The President of the Board of Trade believed the case for releasing the documents was 'overwhelming'. He agreed to sign a Public Interest Immunity certificate (PII) only after 'significant amendments' and Sir Nicholas Lyell, the Attorney General, had told him he had a duty to sign and could not refuse.
Mr Heseltine also received assurances that his concerns would be relayed to the trial judge. Sir Nicholas told him the unusual drafting of his certificate would alert the judge and jury and that the point could be reinforced orally, if necessary, by counsel for the prosecution. He later learnt the trial judge was not informed.
After the trial collapsed he found it 'incredible' when the Attorney General, contrary to previous advice, said ministers did not have a duty to claim PII in every case where documents were sought.
Last night, Sir Nicholas sought to pre- empt any attempt to make him a scapegoat. A statement from his office said: 'The Attorney General's advice on PIIs has remained consistent. The fact that it is for the court to determine the balance of the overall public interest was pointed out in Mr Heseltine's PII certificate.' The PII shown to the judge was 'expressly amended' after consultation with Sir Nicholas and counsel for the prosecution.
Mr Heseltine told of his growing unease when first asked to sign a PII. He thought it odd the defendants were not being prosecuted for exporting equipment contrary to government restrictions but because they had lied about it. He learnt the Government failed to revoke export licences despite knowing equipment was destined for Iraqi munition factories, and had granted new licences. There were also close links between the security services and Matrix Churchill.

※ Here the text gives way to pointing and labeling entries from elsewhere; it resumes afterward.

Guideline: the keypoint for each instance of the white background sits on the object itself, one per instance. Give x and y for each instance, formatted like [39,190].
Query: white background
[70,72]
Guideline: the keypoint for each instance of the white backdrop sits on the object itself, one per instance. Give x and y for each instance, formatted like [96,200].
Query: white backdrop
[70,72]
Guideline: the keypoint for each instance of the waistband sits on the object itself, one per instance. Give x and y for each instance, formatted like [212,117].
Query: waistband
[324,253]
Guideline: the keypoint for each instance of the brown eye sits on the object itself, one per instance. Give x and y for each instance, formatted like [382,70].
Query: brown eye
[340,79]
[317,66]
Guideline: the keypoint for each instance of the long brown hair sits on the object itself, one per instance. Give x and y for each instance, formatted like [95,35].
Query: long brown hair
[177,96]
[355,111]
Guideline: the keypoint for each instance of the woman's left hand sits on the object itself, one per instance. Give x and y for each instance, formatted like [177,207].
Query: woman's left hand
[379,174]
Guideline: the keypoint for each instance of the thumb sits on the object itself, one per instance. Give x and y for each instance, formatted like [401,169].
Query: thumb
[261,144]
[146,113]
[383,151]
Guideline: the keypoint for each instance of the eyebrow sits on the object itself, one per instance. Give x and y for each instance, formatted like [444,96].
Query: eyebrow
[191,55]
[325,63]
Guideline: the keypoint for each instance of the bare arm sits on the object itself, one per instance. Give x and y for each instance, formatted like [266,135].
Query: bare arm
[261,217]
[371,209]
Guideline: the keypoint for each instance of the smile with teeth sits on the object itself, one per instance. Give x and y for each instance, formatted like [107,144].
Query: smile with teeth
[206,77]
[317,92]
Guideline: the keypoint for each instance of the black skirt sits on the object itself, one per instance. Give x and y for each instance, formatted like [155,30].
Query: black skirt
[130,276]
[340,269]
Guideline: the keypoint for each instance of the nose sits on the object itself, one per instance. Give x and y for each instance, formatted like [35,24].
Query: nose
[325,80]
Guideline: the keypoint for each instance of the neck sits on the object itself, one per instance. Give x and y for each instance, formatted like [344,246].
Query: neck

Mr Heseltine felt he was being asked to prevent such information being used legitimately by the defence.
Concerned at not being given sufficient time to consider the implications, he called senior officials to an emergency meeting. There he refused to sign the PII, which stated the documents' disclosure would be 'injurious to the public interest'. One concern was if the PII was overruled by the judge, making it look as if he had been part of a cover-up. 'As far as I was concerned, I had read enough to satisfy myself these documents were relevant and should not be withheld.'
Quoting Winston Churchill, he told officials: 'Up with this I will not put.'
He discussed his refusal with the Attorney General, who told him he had a duty to sign to protect a class of government documents. He said he supported the principle of protecting officials' advice to ministers, but insisted his PII be altered to 'flag up' his worries to the judge.
After the trial collapsed he urged John Major not to answer any more parliamentary questions. He warned that ministers were on 'shifting sands' and matters should be left to the Scott inquiry which it had just announced.